Прохладный белый холл больницы; белесый рассеянный свет, льющийся в окна, как будто что-то обещает. Утро уже началось: по коридорам везут тележки с подносами для еды, впереди меня идет чернокожая женщина, в руках у нее все, что нужно для уборки помещений, она мешает мне идти.
Когда я подхожу к маминой палате, двери приоткрыты, мама лежит спокойно, дышит неглубоко. Кожа у нее желтая и прозрачная, ладони смотрят вверх, руки стали еще тоньше, чем несколько недель назад, когда мы виделись в последний раз. Мама без сознания, уже не говорит, не слышит.
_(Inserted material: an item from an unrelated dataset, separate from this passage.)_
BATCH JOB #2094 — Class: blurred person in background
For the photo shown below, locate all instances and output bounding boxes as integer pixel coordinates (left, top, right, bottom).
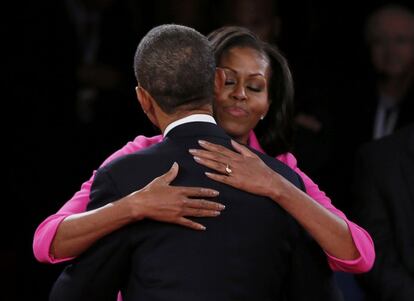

Я была готова к вежливому, осуждающему молчанию или к упрекам за опоздание. Я почему-то решила, что мама возьмет книгу, чтобы читать или сделать вид, что читает, пока я буду ждать, когда она взглянет на меня. Но даже воображая самое худшее, я не была готова к тому, что найду ее без сознания. Ее мужество, ее мудрость, ее слова продолжают жить.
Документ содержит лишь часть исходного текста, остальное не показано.